Question

A plane mirror is placed at the origin so that the direction ratios of its normal are $(1,-1,1).$ A ray of light, coming along the positive direction of the $x-$axis strikes the mirror.

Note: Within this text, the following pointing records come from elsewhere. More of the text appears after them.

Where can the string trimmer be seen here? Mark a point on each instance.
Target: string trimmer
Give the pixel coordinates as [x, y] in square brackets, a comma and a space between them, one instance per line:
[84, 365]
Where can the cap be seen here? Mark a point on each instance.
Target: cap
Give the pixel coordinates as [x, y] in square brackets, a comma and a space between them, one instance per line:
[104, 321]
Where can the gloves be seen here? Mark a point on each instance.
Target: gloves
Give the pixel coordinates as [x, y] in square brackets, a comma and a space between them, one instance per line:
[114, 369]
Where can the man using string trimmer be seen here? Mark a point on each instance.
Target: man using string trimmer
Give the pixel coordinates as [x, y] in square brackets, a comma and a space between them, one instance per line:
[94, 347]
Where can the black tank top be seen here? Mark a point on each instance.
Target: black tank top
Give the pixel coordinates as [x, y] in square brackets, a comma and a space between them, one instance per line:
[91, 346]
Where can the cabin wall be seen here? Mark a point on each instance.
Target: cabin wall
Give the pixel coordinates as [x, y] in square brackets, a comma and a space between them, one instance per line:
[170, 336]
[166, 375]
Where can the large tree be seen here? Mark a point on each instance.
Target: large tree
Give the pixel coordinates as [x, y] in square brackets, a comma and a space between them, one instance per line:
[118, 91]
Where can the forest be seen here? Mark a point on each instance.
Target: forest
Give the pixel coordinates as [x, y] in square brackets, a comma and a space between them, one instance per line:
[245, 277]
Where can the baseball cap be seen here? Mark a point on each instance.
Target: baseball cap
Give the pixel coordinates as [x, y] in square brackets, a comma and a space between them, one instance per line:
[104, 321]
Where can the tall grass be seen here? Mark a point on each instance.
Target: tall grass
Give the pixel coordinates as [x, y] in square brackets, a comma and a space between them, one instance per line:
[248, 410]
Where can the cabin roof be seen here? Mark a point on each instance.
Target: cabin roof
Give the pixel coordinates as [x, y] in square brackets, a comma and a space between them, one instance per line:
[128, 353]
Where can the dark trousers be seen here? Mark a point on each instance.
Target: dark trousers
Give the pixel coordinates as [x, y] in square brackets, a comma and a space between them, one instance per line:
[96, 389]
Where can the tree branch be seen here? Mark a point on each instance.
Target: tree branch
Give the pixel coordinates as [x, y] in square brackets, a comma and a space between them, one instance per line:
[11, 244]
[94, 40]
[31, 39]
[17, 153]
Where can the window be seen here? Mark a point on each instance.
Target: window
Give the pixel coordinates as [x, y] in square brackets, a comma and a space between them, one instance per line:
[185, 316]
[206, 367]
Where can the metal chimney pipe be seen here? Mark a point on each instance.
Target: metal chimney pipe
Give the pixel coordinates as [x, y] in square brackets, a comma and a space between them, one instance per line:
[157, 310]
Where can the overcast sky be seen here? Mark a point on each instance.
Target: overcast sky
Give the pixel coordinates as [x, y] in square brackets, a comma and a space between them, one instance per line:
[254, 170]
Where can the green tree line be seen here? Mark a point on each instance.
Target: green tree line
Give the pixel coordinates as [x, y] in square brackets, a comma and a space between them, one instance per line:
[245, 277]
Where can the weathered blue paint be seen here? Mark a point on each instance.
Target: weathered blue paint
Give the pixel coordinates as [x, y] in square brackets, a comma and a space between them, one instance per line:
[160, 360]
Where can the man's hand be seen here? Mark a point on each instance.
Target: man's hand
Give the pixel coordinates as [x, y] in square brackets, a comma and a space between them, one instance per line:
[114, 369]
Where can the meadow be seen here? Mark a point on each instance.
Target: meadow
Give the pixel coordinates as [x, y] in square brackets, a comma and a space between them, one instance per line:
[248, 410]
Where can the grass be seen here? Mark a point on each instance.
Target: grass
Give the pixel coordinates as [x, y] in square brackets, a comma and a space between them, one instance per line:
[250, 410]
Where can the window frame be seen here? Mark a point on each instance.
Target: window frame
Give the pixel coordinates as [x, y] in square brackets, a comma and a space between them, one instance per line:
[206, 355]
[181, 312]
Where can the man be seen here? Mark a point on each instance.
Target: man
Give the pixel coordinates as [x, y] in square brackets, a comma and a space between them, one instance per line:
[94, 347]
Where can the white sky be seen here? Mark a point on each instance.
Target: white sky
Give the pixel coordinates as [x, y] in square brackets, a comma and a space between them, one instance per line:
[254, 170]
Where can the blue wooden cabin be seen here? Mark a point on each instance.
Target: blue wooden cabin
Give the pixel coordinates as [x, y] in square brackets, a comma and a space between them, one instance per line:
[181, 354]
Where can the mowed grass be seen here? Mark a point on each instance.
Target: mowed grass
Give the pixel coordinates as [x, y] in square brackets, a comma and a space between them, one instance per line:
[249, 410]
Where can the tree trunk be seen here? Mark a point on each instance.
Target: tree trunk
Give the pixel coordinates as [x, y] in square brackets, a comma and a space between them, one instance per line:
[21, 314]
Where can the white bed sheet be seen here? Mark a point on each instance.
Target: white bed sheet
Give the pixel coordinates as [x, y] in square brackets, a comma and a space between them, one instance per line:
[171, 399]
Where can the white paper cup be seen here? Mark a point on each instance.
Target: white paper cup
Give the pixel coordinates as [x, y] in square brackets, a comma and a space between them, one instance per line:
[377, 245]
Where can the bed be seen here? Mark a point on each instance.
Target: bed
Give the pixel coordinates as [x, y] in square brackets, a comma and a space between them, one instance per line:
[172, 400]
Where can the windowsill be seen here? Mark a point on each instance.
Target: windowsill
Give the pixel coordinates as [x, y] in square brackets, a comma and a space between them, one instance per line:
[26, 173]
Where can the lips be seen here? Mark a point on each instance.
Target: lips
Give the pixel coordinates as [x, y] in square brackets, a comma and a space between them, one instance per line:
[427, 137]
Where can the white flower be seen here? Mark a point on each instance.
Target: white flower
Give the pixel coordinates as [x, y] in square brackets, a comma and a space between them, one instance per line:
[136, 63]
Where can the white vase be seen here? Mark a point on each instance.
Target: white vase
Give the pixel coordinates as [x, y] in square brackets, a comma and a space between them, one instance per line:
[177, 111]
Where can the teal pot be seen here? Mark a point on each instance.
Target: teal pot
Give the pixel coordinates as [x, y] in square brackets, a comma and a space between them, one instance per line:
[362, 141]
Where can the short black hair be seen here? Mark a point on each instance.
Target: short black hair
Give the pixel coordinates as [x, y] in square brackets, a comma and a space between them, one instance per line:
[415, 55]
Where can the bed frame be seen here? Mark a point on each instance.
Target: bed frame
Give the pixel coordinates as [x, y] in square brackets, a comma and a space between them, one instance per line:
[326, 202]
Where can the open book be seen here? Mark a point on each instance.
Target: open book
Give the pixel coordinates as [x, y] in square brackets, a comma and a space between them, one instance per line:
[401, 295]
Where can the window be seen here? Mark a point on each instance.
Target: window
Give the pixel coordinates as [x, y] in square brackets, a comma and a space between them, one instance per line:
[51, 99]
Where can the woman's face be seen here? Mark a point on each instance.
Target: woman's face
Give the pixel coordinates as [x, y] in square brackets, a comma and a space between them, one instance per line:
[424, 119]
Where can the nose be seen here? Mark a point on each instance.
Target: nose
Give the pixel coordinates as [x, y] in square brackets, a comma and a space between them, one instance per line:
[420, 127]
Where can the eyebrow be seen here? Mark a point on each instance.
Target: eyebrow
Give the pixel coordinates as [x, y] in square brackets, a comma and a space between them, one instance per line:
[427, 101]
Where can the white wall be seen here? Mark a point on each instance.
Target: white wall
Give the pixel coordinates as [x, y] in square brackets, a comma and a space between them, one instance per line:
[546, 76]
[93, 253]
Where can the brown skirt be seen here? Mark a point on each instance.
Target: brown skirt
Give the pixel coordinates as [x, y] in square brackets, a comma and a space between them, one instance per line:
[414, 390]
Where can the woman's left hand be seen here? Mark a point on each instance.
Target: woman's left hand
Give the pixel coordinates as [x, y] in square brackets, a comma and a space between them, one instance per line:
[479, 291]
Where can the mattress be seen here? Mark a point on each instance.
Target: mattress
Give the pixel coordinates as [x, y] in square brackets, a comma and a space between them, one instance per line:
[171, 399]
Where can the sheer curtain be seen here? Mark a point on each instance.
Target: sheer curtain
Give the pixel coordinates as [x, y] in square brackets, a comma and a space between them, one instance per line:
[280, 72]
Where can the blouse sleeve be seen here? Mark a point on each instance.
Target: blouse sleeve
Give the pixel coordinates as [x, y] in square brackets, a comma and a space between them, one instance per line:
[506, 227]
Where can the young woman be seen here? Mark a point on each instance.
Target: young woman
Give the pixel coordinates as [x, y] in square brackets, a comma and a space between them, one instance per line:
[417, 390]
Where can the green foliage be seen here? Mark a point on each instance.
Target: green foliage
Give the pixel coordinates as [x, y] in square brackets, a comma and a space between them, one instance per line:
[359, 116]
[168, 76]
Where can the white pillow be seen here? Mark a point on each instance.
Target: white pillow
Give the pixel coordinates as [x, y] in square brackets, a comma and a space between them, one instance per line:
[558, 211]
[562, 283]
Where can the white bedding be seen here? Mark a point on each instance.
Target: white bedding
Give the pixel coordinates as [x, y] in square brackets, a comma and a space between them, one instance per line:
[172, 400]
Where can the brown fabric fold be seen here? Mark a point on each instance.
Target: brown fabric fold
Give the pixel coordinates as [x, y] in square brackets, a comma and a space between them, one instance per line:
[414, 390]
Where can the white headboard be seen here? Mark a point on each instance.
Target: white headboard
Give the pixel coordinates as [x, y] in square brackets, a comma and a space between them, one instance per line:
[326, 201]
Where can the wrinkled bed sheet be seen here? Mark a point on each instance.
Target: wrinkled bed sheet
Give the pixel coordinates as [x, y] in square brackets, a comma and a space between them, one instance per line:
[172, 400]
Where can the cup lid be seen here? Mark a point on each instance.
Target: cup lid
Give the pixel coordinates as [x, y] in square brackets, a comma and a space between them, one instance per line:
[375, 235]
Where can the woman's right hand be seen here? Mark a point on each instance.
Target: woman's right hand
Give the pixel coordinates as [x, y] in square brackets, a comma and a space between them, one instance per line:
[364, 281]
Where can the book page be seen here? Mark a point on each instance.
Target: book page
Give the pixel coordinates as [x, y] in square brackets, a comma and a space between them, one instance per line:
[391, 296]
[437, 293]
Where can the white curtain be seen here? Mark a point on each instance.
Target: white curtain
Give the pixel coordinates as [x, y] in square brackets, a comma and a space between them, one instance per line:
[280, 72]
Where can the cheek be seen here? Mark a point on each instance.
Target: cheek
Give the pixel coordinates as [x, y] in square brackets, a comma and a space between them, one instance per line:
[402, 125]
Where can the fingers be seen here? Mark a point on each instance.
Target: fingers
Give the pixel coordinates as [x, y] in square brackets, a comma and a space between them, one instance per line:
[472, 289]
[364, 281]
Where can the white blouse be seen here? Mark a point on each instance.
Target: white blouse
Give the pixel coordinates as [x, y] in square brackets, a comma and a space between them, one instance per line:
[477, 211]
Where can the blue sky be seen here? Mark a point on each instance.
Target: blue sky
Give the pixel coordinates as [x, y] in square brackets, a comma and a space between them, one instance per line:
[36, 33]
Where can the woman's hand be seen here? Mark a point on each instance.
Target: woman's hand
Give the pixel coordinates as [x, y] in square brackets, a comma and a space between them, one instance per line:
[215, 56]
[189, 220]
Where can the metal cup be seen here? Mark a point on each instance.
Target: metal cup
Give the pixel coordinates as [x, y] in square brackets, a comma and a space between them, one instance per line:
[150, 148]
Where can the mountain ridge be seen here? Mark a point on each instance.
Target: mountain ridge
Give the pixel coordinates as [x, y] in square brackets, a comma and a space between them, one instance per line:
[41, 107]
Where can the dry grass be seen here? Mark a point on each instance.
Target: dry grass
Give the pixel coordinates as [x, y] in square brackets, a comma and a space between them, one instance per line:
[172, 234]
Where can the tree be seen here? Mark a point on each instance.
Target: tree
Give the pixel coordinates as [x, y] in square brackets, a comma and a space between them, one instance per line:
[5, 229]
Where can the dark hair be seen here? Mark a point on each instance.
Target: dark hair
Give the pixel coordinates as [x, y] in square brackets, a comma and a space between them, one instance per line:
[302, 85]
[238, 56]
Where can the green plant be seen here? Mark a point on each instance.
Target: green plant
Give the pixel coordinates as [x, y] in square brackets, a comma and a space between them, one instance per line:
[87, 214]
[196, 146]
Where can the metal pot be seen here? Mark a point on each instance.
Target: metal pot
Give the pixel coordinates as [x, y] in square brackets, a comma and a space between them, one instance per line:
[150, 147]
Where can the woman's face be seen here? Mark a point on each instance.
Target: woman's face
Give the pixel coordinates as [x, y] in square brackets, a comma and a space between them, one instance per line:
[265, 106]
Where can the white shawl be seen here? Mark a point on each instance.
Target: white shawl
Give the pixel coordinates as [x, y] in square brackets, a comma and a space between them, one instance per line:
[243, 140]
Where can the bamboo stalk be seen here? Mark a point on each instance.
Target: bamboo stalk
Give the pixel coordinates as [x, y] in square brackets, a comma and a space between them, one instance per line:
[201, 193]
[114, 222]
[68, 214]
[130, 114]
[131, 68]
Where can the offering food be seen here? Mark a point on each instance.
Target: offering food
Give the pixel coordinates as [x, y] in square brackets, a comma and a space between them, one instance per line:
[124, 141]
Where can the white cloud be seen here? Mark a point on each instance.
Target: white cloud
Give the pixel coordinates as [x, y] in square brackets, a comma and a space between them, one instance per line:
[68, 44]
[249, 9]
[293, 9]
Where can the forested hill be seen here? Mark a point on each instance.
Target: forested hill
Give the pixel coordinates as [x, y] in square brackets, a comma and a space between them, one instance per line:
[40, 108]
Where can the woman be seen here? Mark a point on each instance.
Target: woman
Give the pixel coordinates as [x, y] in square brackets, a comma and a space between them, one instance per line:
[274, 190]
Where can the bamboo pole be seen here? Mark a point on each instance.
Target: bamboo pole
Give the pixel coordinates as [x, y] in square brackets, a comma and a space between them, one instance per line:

Then the direction cosines of the reflected ray are

• A. $\frac{1}{3},\frac{2}{3},\frac{2}{3}$
• B. $-\frac{1}{3},\frac{2}{3},\frac{2}{3}$
• C. $-\frac{1}{3},-\frac{2}{3},-\frac{2}{3}$
• D. $-\frac{1}{3},-\frac{2}{3},\frac{2}{3}$

Answer 1

The correct option is D $-\frac{1}{3},-\frac{2}{3},\frac{2}{3}$

Let $(l,m,n)$ be the d.c.'s of reflected ray,
$(1,0,0)$ are the d.c.'s of incident ray $(x-\text{axis})$
D.c.'s of normal are $(\frac{1}{\sqrt{3}},-\frac{1}{\sqrt{3}},\frac{1}{\sqrt{3}})$
Let $(l_1,m_1,n_1)=(l,m,n),(l_2,m_2,n_2)=(1,0,0)$
If $\theta$ is the angle between the normal to the plane and incident ray, then $\cos \theta =\frac{1}{\sqrt{3}}$
Where,
$(\frac{l_1+l_2}{2\cos \theta },\frac{m_1+m_2}{2\cos \theta },\frac{n_1+n_2}{2\cos \theta })=(\frac{1}{\sqrt{3}},-\frac{1}{\sqrt{3}},\frac{1}{\sqrt{3}})$
$\frac{l+1}{2\cos \theta }=\frac{1}{\sqrt{3}}\Rightarrow l=-\frac{1}{3}$
$\frac{m-0}{2\cos \theta }=-\frac{1}{\sqrt{3}}\Rightarrow m=-\frac{2}{3}$
$\frac{n+0}{2\cos \theta }=\frac{1}{\sqrt{3}}\Rightarrow n=\frac{2}{3}$